I've been experimenting with a new invertible BWT-like transform. Like the BWT, it groups together all of the maximal contexts (suffix tree nodes), so it's realized by a suffix tree in the sense of [1]. Unlike the BWT, it doesn't use lexicographic order to determine an ordering among contexts. A total order is derived from two constraints:
- Every suffix is next to (at least) one of its longest matches (by trailing context)
- Earlier suffixes come before later suffixes
The output of the transform is a pair of (transformed string, index), like the BWT. The index gives the position of the last symbol in the transformed string. The first symbol in the input string has null context (it doesn't wrap around), and the null context is placed first, so the first symbol of the input and transform are always the same, and decoding starts at the beginning. The first symbol determines the second context (after the null context), so the second symbol of the input and transform are also always the same.
Ex. "BANANAS" => ("BANNSAA", 4)
"ABRACADABRA" => ("ABCDBRRAAAA",
"QWERTY" => ("QWERTY", 5)
The transform was inspired by PPM, LZ and other algorithms that compress in the original order. It's also somewhat similar to the Schindler transform, in the sense that that transform falls back on the positional order to break ties, so it's a mix of sort and positional orders. Unlike the ST, this uses unbounded contexts, and prefers the positional order to the sort order. It would be possible to make a bounded-context variant of this, too.
Overall, this transform compresses very similarly to the BWT, but on some types of data, this beats the BWT by about 1%. That seems to indicate that some data (e.g., source code) benefits slightly from being ordered positionally rather than lexicographically.

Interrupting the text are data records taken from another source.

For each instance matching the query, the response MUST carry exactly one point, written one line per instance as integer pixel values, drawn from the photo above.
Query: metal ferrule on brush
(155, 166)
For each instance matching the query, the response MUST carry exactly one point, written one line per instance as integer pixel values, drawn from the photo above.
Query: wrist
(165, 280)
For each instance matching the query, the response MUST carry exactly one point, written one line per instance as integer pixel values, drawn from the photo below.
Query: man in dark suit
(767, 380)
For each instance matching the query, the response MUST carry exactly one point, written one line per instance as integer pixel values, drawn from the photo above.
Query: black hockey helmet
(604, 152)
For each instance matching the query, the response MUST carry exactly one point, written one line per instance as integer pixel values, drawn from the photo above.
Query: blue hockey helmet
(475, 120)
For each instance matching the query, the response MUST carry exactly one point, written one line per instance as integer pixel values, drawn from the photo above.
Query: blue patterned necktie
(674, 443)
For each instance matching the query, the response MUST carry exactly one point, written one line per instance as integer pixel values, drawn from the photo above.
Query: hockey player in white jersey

One thing that became clear when I was developing this is that the order of the BWT makes decoding very simple. To decode this, it seems to be required to materialize the suffix tree as you go. It doesn't have the property that symbols in the first and last columns are in the same relative order, and, in fact, I realized that that property is unique to the BWT. Having that property implies that a transform is completely sorted. So, to branch out significantly beyond the BWT, it's necessary to break that invariant and complicate the decoder. But, I believe that an unlimited number of new transforms are possible, and this experiment provides an example of how you might write encoders and decoders for them.
I've attached code and 64-bit windows binaries.
1. Paolo Ferragina, Raffaele Giancarlo, Giovanni Manzini, and Marinella Sciortino. 2005. Boosting textual compression in optimal linear time. J. ACM 52, 4 (July 2005), 688-713.